So, I moved. I moved a few states south of the state where I grew up and where I have lived most (but not all) of my life. I suppose that I moved for a lot of reasons, but I suppose one of the most compelling ones is that I have have a sense the the Holy Spirit wants me to be here.
The dog and I are here ahead of my husband, who will join us a little later. It has been a rough couple of weeks for both of us, at least in some ways. There was some howling and barking, at first, whenever I left. There has been some Hiding in the Closet and Not Wanting to Go on Walks.
You know, you can't reason with a dog.
And then one day, I came home and she was lying on the bed. I mean, she was really stretched out. She took up almost the whole bed.
In all her life, she never looked so comfortable. It was as if this has always been her place and she belonged here.
She has claimed that space as her own -- at least until I kick her off.
If only it was that easy.
As for myself, I have a couple of roads down, but I know I have a lot to learn, still, both about the community and about the congregation I serve. Two weeks ago, I stepped behind the pulpit in the sanctuary for the first time. This last Sunday, I stood at the altar and lifted the bread and cup. The morning was not without glitches. At the first service, the ushers had to remind me to give them the offering plates. At the second service, I was not quite sure who was doing what during the distribution. But everything came out all right in the end.

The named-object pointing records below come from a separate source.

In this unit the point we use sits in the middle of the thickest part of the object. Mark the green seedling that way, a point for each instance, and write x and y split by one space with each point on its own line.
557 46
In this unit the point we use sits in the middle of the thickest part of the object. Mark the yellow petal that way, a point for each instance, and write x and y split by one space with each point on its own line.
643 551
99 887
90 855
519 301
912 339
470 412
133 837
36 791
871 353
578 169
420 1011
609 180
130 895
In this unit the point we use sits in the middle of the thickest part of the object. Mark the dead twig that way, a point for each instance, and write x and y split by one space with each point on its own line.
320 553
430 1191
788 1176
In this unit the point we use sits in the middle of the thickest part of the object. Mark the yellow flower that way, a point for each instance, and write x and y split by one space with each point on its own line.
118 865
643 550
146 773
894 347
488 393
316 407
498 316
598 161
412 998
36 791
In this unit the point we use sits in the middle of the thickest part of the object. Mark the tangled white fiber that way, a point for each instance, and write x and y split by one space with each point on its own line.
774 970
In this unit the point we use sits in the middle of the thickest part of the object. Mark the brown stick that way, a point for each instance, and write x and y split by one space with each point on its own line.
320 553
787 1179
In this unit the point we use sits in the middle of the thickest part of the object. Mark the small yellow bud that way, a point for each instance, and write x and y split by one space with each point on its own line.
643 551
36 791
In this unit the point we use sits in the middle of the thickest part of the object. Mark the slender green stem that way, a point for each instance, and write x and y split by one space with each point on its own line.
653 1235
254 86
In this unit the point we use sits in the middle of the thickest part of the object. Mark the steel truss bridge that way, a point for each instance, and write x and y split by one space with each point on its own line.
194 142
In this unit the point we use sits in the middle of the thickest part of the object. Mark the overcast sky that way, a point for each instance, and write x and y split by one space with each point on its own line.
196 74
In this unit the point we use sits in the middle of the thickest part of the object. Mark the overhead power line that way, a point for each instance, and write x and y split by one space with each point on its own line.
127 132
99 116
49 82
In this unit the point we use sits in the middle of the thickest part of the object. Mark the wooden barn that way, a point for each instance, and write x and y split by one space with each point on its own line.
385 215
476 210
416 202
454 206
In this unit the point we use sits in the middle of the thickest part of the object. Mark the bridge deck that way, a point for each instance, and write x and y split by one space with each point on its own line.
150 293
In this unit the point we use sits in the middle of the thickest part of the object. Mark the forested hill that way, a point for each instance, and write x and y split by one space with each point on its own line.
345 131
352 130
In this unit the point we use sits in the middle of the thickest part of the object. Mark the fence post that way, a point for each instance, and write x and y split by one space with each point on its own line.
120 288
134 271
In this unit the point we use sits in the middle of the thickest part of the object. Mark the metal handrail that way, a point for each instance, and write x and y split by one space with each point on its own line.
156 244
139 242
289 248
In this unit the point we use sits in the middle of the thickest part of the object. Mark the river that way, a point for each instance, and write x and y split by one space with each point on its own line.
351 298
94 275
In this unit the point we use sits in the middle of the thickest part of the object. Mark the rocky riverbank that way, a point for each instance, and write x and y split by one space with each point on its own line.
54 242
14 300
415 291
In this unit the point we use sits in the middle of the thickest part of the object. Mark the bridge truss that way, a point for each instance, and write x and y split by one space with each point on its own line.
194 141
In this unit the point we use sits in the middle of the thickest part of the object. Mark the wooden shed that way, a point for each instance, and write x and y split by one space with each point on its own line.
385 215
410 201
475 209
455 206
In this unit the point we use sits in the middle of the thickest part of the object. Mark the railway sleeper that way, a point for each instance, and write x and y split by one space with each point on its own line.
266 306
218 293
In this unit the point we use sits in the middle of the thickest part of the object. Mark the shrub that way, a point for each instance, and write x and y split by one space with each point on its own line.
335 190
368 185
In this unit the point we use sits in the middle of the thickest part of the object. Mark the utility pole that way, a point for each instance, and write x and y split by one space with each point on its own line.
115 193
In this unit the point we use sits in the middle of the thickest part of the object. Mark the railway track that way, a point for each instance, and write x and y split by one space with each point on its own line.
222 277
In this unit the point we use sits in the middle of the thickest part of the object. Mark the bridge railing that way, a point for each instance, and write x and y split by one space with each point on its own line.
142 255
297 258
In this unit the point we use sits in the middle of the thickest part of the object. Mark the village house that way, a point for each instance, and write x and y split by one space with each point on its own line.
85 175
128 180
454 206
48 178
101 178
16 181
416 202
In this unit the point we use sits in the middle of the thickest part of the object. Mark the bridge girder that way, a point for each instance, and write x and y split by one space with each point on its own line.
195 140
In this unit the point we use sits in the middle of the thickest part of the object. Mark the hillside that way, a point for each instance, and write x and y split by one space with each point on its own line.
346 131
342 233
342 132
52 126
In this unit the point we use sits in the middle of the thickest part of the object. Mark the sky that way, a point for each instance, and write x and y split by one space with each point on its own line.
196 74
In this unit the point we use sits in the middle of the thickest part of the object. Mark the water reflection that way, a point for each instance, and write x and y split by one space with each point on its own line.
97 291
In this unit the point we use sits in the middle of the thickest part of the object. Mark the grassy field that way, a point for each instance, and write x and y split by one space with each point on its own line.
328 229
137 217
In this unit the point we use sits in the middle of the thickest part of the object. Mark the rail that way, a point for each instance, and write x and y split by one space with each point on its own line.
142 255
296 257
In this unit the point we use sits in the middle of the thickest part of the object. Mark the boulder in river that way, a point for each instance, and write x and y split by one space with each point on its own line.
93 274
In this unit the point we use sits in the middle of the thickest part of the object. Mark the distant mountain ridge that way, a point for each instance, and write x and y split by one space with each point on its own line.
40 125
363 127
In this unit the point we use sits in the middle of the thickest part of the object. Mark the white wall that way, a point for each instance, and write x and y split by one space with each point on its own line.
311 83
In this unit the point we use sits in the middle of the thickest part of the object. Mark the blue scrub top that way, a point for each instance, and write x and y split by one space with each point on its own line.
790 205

When I was getting ready to leave my last congregation, the executive committee asked me if I would do an exit interview with them. I wasn't sure what the purpose of the exit interview would be, but I agreed to get together for an informal question and answer session.
Someone said something there that I had heard before, and never really appreciated. This person said (and I had heard it before) that my sermons and worship presence, while always good, got a lot better after the new senior pastor came. I have never known exactly what to say when someone has said that.
But during the interview, something occurred to me. I realized that what people were naming as "improvement" was simply this: sometime during the time before the new senior pastor arrived, I learned to claim the worship space as my own, to believe that I belonged there, even to stretch out.
Now I am here, in so many ways, in a new space, and the Holy Spirit has called me here. And I realize that what I need to do, in small ways and in large ways, is to learn to claim the space -- not just the sanctuary, but the deserts and mountains and all the yet unknown places.
It is holy ground, not just for me, but for us, together.